Some time ago, I saved this quotation from Philip Simmons’ book, Learning to Fall: The Blessings of an Imperfect Life. Simmons suffers from ALS (Lou Gehrig's disease):
“We have all heard poems, songs, and prayers that exhort us to see God in a blade of grass, a drop of dew, a child’s eyes, or the petals of a flower. Now when I hear such things I say that’s too easy. Our greater challenge is to see God not only in the eyes of the suffering child but in the suffering itself. To thank God for the sunset pink clouds over Red Hill – but also for the mosquitoes I must fan from my face while watching the clouds. To thank God for broken bones and broken hearts, for everything that opens us to the mystery of our humanness. The challenge is to stand at the sink with your hands in the dishwater, fuming over a quarrel with your spouse, children at your back clamoring for attention, the radio blaring the bad news from Bosnia, and to say ‘God is here, now, in this room, here in this dishwater, in this dirty spoon.’ Don’t talk to me about flowers and sunshine and waterfalls: this is the ground, here, now, in all that is ordinary and imperfect, this is the ground in which life sows the seeds of our fulfillment.

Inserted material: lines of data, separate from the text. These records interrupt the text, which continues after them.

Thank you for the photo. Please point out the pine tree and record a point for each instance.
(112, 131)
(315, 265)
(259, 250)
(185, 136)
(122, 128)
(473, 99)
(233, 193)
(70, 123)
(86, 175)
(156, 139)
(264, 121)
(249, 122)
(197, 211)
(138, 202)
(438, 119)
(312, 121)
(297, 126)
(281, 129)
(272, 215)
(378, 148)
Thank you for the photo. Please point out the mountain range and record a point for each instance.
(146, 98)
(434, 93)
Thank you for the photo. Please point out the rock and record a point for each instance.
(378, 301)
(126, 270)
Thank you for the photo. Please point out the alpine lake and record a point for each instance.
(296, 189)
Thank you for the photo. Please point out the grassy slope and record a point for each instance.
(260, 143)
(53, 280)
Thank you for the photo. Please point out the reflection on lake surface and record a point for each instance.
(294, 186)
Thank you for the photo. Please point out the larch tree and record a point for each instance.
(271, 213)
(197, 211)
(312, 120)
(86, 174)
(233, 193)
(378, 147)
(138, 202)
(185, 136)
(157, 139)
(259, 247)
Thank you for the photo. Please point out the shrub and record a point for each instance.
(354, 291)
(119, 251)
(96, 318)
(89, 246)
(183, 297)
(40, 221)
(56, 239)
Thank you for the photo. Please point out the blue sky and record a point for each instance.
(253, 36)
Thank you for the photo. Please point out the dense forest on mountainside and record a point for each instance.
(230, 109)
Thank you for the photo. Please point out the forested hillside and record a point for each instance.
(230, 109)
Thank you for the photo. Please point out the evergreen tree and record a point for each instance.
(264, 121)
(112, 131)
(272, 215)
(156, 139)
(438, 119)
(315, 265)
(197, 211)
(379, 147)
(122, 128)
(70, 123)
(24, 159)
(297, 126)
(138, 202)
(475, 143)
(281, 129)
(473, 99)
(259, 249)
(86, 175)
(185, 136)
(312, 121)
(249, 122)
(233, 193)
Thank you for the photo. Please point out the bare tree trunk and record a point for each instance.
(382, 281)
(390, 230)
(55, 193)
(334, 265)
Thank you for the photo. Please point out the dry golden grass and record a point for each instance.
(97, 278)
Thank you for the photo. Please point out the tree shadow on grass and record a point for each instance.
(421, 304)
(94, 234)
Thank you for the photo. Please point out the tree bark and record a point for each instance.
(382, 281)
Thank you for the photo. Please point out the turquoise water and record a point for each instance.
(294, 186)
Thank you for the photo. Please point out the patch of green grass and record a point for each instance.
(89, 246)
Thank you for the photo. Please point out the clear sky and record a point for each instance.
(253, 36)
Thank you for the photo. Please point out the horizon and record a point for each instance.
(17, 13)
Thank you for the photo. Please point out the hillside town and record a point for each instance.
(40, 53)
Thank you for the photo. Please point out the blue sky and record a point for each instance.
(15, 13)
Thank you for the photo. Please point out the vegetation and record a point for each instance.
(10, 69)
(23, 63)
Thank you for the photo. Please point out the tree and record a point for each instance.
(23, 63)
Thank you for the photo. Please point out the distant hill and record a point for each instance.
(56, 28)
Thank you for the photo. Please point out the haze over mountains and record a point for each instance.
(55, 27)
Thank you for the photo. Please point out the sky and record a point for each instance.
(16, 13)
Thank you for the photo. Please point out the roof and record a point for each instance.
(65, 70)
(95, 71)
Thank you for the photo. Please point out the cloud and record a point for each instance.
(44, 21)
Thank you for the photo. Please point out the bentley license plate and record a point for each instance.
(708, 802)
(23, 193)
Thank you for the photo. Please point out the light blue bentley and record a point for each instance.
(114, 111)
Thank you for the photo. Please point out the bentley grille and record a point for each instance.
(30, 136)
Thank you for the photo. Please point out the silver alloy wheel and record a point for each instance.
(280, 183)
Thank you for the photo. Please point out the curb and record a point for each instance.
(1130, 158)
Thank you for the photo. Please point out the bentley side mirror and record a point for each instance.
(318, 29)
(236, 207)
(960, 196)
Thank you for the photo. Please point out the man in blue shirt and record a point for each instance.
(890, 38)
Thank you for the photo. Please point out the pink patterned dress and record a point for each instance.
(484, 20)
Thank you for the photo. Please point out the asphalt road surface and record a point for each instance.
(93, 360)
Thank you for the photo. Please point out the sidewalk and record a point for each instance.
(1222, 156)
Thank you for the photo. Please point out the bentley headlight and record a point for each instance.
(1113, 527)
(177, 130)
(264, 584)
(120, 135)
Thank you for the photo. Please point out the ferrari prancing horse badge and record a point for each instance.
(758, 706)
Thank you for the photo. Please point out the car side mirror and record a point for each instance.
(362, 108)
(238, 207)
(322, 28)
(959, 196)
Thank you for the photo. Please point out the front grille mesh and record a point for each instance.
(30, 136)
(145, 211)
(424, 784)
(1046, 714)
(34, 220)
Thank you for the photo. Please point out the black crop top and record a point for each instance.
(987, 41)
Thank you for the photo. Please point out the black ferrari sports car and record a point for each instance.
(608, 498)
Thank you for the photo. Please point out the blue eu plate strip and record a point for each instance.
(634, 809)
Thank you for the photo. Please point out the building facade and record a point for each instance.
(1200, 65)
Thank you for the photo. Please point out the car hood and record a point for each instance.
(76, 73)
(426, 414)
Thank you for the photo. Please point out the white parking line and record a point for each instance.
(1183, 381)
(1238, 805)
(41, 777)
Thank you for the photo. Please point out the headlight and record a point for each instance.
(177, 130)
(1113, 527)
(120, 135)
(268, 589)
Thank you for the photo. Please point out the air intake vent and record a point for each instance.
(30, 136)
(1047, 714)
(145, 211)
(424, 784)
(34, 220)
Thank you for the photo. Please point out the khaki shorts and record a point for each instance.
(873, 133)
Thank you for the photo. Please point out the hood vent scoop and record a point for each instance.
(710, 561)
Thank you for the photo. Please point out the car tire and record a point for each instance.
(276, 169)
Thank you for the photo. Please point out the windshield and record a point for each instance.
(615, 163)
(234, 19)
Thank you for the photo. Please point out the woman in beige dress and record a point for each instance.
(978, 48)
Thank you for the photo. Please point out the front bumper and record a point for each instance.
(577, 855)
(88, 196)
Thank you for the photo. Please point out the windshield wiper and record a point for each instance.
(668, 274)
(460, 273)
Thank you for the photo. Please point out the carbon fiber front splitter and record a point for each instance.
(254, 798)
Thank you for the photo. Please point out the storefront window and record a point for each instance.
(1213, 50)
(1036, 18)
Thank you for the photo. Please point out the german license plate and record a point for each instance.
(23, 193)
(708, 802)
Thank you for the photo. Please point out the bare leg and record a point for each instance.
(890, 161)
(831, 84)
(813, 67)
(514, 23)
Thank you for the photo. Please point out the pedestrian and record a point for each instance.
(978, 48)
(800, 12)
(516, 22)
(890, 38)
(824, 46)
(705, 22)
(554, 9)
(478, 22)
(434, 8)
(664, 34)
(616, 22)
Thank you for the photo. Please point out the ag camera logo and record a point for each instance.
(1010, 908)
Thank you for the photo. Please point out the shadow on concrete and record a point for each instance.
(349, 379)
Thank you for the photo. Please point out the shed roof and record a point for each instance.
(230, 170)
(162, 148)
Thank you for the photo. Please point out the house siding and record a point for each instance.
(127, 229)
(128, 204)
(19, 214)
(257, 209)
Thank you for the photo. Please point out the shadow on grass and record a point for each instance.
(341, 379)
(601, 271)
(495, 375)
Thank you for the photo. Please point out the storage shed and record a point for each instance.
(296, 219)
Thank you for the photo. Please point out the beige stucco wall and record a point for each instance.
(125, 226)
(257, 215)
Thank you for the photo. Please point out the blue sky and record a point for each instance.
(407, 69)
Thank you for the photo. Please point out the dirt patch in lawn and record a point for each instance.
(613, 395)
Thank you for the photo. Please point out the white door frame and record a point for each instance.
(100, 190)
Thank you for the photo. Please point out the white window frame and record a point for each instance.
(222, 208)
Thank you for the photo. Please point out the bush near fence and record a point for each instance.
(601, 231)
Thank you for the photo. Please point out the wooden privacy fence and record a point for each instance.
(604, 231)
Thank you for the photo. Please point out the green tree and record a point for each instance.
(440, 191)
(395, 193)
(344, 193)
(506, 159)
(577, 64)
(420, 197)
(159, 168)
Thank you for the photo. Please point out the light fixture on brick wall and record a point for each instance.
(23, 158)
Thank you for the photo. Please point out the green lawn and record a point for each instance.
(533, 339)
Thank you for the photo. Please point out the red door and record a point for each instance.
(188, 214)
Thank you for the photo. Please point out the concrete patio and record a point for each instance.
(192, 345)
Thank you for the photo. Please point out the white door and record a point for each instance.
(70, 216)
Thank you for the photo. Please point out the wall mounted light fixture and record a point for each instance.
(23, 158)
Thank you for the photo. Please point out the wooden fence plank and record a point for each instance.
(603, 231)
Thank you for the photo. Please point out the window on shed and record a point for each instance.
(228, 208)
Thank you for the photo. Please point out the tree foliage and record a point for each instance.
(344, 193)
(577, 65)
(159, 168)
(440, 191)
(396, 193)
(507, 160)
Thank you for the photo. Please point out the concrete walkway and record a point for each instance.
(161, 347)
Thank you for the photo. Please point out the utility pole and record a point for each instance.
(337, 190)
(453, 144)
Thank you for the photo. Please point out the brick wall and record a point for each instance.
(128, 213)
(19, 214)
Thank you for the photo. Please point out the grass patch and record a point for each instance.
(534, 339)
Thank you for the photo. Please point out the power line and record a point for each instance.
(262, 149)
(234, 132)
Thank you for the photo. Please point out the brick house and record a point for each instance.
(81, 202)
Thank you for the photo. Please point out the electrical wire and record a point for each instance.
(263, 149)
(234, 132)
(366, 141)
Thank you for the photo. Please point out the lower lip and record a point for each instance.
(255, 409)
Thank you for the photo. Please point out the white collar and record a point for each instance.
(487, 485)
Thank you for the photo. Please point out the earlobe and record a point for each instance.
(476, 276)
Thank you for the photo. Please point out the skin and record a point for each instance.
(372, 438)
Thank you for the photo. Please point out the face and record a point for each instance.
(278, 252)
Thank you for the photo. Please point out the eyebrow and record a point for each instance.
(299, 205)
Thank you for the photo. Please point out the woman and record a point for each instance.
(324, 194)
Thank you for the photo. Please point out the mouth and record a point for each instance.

The imperfect is our paradise.”
I can’t say my suffering begins to approach that of an ALS patient like Philip Simmons. In fact, whatever suffering I experienced during my chemotherapy is becoming more and more of a distant memory. I’m still troubled by the thought of the recurrent cancer inside me, of course, but I’m trying to be thankful for days that approach normalcy, for the absence of symptoms and for the absence of the need to pursue further treatment at this time.
Sure, life’s imperfect. I’d prefer to still be in remission, or to be pronounced cured. But this life is the only life I've got.
Tomorrow morning, Claire and I pick up Ania at the airport, as she returns home from her freshman year of college. We’re looking forward to seeing her.
Life – even an imperfect life – is good.